Prove that the number of ways to represent a natural number $n$ as the sum of three different natural numbers is equal to $$\left[\frac{n^2-6n+12}{12}\right].$$
It was in our meeting a year ago, but I forgot, how I proved it.
Let the needed number be $a_n$, where $n\geq6$ and let $b_n$ be number of ways to represent a natural number $n$ as the sum of two different natural numbers.
Thus, $a_n=b_{n-3}+b_{n-6}+…$ because we can go from $(a,b)$, where $a<b$, to $(1,a+1,b+1)$, $(2,a+2,b+2)$…
Thank you for your help!
Best Answer
If $n=r+s+t$ is a representation of a positive integer as a sum of integers which $r>s>t>0$, then $n-6=(r-3)+(s-2)+(t-1)$ is a representation of $n-6$ as a sum of integers $(r-3) \ge(s-2)\ge(t-1)\ge0$, that is a partition of $n-6$ into at most three parts. Therefore $a_n=c_{n-6}$ where $c_n$ is the number of partitions of $n$ into at most three parts.

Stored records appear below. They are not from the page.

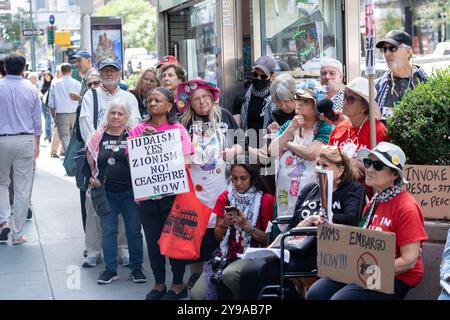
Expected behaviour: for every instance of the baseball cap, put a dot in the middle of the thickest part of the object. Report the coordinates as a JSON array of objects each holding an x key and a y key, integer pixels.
[
  {"x": 305, "y": 93},
  {"x": 109, "y": 62},
  {"x": 166, "y": 60},
  {"x": 82, "y": 54},
  {"x": 331, "y": 62},
  {"x": 395, "y": 37},
  {"x": 266, "y": 64},
  {"x": 388, "y": 153}
]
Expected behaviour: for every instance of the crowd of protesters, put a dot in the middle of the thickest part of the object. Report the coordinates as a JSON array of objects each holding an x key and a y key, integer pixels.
[{"x": 367, "y": 184}]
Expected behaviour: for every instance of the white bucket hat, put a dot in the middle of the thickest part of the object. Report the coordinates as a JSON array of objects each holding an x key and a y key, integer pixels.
[{"x": 388, "y": 153}]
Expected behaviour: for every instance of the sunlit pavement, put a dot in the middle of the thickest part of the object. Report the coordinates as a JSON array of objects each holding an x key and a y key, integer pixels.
[{"x": 48, "y": 266}]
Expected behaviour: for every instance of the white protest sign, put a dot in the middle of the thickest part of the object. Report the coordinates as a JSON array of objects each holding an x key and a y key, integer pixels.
[
  {"x": 157, "y": 165},
  {"x": 355, "y": 255},
  {"x": 370, "y": 37}
]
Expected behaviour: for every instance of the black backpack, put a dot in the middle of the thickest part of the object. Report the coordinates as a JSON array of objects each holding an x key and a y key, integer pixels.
[{"x": 76, "y": 127}]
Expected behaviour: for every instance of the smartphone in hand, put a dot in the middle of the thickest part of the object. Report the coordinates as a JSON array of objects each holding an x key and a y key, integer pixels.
[{"x": 231, "y": 209}]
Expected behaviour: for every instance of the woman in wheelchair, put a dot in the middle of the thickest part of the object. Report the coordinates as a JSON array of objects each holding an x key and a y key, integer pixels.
[
  {"x": 392, "y": 209},
  {"x": 348, "y": 201},
  {"x": 243, "y": 212}
]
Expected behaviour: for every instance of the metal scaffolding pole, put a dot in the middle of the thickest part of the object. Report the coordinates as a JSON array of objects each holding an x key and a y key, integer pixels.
[{"x": 33, "y": 50}]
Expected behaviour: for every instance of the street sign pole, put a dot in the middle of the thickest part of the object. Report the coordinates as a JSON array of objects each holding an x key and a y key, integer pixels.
[
  {"x": 370, "y": 67},
  {"x": 33, "y": 50},
  {"x": 51, "y": 19}
]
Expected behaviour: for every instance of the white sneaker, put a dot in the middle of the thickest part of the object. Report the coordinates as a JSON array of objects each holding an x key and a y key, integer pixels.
[
  {"x": 90, "y": 262},
  {"x": 5, "y": 229},
  {"x": 124, "y": 261}
]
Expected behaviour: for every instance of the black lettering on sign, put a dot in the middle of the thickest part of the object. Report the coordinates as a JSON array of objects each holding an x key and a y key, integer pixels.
[
  {"x": 329, "y": 233},
  {"x": 338, "y": 261},
  {"x": 366, "y": 242},
  {"x": 439, "y": 202},
  {"x": 426, "y": 174}
]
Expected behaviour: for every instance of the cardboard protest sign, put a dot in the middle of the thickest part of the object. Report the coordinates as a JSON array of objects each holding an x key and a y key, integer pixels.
[
  {"x": 325, "y": 179},
  {"x": 157, "y": 165},
  {"x": 355, "y": 255},
  {"x": 430, "y": 186}
]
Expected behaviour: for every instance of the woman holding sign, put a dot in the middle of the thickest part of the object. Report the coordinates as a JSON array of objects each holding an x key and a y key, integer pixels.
[
  {"x": 392, "y": 209},
  {"x": 154, "y": 211},
  {"x": 207, "y": 125},
  {"x": 108, "y": 161},
  {"x": 347, "y": 203}
]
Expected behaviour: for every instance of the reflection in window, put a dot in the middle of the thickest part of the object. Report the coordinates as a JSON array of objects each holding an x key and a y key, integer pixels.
[{"x": 299, "y": 33}]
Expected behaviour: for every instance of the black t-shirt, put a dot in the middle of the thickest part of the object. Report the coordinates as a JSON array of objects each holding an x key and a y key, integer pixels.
[
  {"x": 254, "y": 118},
  {"x": 348, "y": 202},
  {"x": 400, "y": 86},
  {"x": 227, "y": 123},
  {"x": 118, "y": 176},
  {"x": 280, "y": 117}
]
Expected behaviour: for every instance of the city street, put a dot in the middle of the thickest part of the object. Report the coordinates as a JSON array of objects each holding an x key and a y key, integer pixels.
[{"x": 48, "y": 266}]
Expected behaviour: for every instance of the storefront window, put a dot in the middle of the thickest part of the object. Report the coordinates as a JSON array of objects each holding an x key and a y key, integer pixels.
[
  {"x": 299, "y": 33},
  {"x": 427, "y": 21}
]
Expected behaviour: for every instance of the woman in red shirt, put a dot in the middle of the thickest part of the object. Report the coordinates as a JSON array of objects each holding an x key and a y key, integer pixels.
[{"x": 391, "y": 209}]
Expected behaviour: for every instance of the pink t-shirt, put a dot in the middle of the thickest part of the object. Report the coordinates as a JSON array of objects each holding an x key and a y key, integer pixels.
[{"x": 188, "y": 148}]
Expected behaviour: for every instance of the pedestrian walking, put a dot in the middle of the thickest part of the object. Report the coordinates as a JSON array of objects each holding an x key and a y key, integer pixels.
[
  {"x": 20, "y": 131},
  {"x": 154, "y": 212},
  {"x": 62, "y": 106},
  {"x": 108, "y": 161}
]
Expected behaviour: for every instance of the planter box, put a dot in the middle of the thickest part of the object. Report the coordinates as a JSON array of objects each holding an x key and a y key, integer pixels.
[{"x": 430, "y": 186}]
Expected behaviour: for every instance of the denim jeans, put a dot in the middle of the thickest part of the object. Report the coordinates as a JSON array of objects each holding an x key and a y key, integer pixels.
[{"x": 122, "y": 203}]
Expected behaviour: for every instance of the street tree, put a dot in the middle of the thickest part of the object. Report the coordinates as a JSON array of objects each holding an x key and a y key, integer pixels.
[{"x": 139, "y": 21}]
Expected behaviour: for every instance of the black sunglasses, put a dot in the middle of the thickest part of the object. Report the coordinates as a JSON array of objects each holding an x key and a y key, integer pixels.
[
  {"x": 95, "y": 83},
  {"x": 351, "y": 99},
  {"x": 377, "y": 164},
  {"x": 257, "y": 75},
  {"x": 390, "y": 48}
]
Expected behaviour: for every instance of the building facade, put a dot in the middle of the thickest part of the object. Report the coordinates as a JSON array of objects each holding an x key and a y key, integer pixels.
[{"x": 219, "y": 39}]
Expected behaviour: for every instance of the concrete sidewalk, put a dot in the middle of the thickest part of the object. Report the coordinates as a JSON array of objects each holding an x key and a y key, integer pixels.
[{"x": 48, "y": 266}]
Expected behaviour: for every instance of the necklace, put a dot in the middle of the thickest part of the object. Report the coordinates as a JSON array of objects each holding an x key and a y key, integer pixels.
[{"x": 359, "y": 130}]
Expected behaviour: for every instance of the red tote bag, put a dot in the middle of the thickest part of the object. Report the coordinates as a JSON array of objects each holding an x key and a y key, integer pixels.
[{"x": 185, "y": 226}]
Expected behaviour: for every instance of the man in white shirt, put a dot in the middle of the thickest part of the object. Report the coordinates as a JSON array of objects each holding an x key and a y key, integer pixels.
[
  {"x": 110, "y": 75},
  {"x": 63, "y": 108}
]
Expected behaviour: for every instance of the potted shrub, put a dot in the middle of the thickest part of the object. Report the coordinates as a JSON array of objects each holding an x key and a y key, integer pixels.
[{"x": 421, "y": 127}]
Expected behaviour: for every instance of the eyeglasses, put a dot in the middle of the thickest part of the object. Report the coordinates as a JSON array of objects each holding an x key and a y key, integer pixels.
[
  {"x": 390, "y": 48},
  {"x": 257, "y": 75},
  {"x": 94, "y": 83},
  {"x": 377, "y": 164},
  {"x": 351, "y": 99}
]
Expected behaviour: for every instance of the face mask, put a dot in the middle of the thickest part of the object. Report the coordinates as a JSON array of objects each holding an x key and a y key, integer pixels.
[{"x": 260, "y": 84}]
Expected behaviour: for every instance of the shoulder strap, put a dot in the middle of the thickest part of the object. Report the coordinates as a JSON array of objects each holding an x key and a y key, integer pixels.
[{"x": 94, "y": 94}]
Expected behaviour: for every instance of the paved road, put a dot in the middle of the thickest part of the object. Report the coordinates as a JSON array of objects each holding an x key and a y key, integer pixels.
[{"x": 48, "y": 265}]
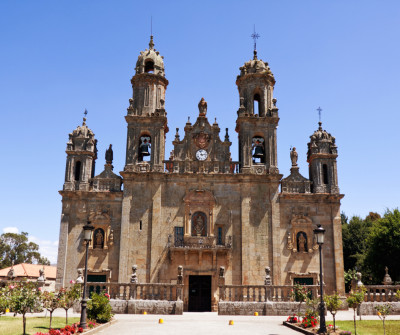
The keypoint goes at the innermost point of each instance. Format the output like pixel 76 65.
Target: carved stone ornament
pixel 300 238
pixel 201 140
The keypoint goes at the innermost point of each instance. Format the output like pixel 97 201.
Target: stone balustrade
pixel 148 291
pixel 261 293
pixel 381 293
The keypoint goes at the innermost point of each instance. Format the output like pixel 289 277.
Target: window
pixel 258 152
pixel 325 174
pixel 145 148
pixel 219 236
pixel 78 170
pixel 199 224
pixel 98 239
pixel 149 66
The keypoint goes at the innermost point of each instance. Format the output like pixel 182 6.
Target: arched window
pixel 77 173
pixel 325 174
pixel 145 148
pixel 149 66
pixel 258 150
pixel 302 242
pixel 199 224
pixel 98 239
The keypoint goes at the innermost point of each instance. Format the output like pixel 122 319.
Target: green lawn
pixel 10 325
pixel 366 327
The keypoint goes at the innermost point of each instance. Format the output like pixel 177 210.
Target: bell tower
pixel 321 157
pixel 257 119
pixel 81 155
pixel 146 117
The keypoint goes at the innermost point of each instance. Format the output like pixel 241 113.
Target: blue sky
pixel 59 57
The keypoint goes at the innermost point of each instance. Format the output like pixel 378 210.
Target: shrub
pixel 99 308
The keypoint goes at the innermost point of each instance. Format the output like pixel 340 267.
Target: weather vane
pixel 254 36
pixel 319 109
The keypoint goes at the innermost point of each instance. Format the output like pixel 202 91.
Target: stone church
pixel 200 208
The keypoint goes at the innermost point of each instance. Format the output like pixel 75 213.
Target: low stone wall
pixel 263 308
pixel 140 306
pixel 368 308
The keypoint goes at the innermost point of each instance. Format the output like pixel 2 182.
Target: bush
pixel 99 308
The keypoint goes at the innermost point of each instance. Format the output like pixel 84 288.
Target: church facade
pixel 199 208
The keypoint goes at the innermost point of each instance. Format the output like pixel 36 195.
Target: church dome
pixel 256 66
pixel 82 139
pixel 321 142
pixel 150 61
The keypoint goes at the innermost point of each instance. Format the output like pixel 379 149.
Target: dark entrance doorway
pixel 199 294
pixel 96 279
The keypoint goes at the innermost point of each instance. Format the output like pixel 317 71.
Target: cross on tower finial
pixel 254 36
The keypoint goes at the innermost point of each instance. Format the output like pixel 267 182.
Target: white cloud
pixel 48 249
pixel 13 230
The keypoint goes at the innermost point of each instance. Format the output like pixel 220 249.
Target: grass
pixel 10 325
pixel 369 327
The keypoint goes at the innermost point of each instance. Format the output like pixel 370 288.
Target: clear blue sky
pixel 59 57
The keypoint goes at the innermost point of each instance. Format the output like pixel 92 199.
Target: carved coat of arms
pixel 201 140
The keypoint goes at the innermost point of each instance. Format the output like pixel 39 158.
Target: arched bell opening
pixel 77 171
pixel 145 148
pixel 301 239
pixel 199 224
pixel 149 66
pixel 325 176
pixel 258 150
pixel 98 239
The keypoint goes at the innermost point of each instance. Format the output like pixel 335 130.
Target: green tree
pixel 354 300
pixel 68 297
pixel 51 302
pixel 384 247
pixel 16 249
pixel 333 304
pixel 24 297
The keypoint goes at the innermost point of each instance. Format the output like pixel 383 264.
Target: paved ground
pixel 203 323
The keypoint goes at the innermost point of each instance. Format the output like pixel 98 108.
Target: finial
pixel 151 44
pixel 254 36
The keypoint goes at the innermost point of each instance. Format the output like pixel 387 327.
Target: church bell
pixel 258 152
pixel 144 149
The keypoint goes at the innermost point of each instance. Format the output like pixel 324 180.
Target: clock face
pixel 201 155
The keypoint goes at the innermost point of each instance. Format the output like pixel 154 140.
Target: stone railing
pixel 159 291
pixel 261 293
pixel 381 293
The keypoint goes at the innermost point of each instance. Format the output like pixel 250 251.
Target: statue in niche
pixel 109 155
pixel 302 242
pixel 98 239
pixel 199 224
pixel 293 156
pixel 202 107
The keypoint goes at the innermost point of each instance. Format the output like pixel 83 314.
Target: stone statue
pixel 109 155
pixel 79 280
pixel 302 242
pixel 293 156
pixel 221 272
pixel 267 280
pixel 202 107
pixel 180 275
pixel 42 277
pixel 134 279
pixel 387 280
pixel 99 239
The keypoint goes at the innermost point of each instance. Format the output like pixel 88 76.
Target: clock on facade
pixel 201 155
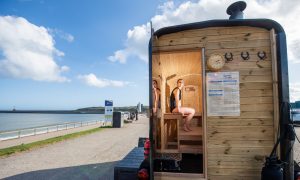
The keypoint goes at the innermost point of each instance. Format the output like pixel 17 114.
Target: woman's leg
pixel 190 112
pixel 185 128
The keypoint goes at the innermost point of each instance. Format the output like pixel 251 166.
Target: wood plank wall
pixel 236 146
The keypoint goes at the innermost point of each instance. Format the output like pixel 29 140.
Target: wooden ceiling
pixel 171 66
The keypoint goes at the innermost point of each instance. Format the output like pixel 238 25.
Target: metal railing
pixel 19 133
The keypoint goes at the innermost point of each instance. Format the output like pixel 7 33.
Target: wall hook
pixel 262 55
pixel 228 56
pixel 245 56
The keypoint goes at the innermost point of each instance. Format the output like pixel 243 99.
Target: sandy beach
pixel 88 157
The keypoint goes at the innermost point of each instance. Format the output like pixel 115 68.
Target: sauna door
pixel 171 139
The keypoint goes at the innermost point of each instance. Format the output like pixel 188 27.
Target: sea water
pixel 13 121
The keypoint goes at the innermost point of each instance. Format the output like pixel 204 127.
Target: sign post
pixel 108 111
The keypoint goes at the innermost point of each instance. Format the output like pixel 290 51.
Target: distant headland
pixel 87 110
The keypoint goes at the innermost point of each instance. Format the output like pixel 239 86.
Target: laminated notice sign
pixel 223 94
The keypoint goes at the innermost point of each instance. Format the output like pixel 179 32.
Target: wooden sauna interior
pixel 170 138
pixel 233 147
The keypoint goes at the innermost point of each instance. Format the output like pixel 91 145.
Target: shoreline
pixel 51 112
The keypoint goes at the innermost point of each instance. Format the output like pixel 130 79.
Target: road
pixel 88 157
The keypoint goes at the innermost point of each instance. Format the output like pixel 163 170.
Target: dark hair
pixel 179 80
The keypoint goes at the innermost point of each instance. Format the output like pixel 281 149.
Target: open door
pixel 178 129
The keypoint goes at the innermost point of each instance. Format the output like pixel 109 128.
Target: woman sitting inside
pixel 175 106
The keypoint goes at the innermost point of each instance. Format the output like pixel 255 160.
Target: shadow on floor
pixel 103 171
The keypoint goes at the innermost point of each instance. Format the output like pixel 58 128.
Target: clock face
pixel 215 62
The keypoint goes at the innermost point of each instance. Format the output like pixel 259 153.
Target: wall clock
pixel 215 62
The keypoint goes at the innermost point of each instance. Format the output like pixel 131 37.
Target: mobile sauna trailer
pixel 236 79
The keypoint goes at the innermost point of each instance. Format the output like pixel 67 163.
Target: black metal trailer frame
pixel 283 81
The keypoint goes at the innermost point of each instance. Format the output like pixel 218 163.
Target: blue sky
pixel 71 54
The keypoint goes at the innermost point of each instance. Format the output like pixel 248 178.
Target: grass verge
pixel 26 147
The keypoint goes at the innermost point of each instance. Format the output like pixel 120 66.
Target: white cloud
pixel 169 14
pixel 66 36
pixel 294 92
pixel 92 80
pixel 28 51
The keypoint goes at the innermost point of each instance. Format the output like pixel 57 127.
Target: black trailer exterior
pixel 283 84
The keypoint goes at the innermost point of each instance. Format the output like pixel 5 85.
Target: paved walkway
pixel 88 157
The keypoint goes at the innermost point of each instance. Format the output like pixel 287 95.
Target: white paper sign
pixel 223 94
pixel 108 110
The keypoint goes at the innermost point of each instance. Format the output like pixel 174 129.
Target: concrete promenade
pixel 91 156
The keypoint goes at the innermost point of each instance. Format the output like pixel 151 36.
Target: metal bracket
pixel 228 56
pixel 262 55
pixel 245 56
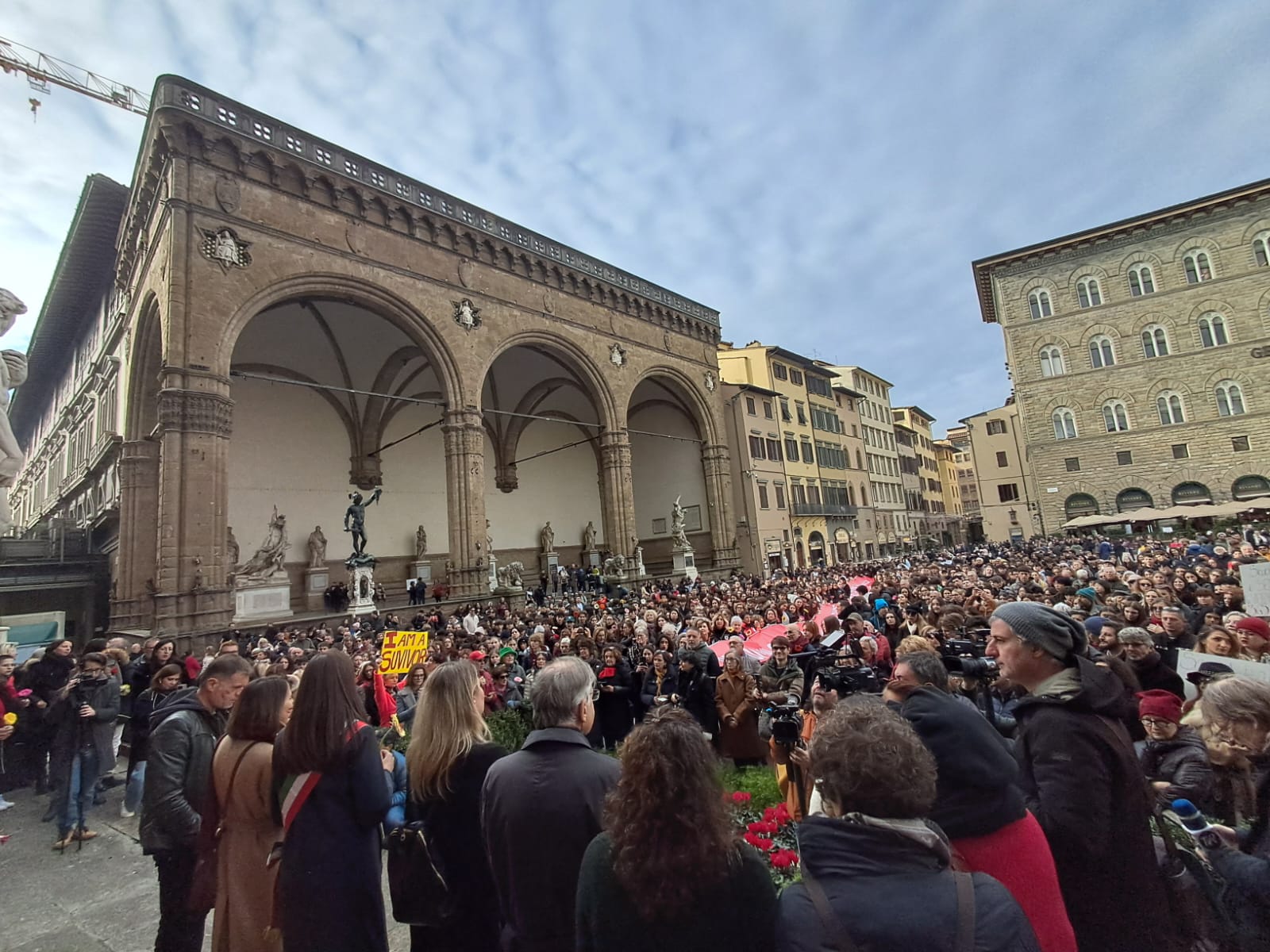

By conjugation of partitions, $c_n$ is the number of partitions of $n$ into parts of size at most $3$. So the generating function of the $c_n$ is $$C(x)=\sum_{n=0}^\infty c_nx^n=\frac1{(1-x)(1-x^2)(1-x^3)}.$$ Now use the normal manoeuvres with rational functions to find the $n$-th term: write in partial fractions $$C(x)=\frac{A}{1-x}+\frac{B}{(1-x)^2}+\frac{C}{(1-x)^3}+ \frac{D}{1+x}+\frac{E+Fx}{1+x+x^2}$$ and go from there.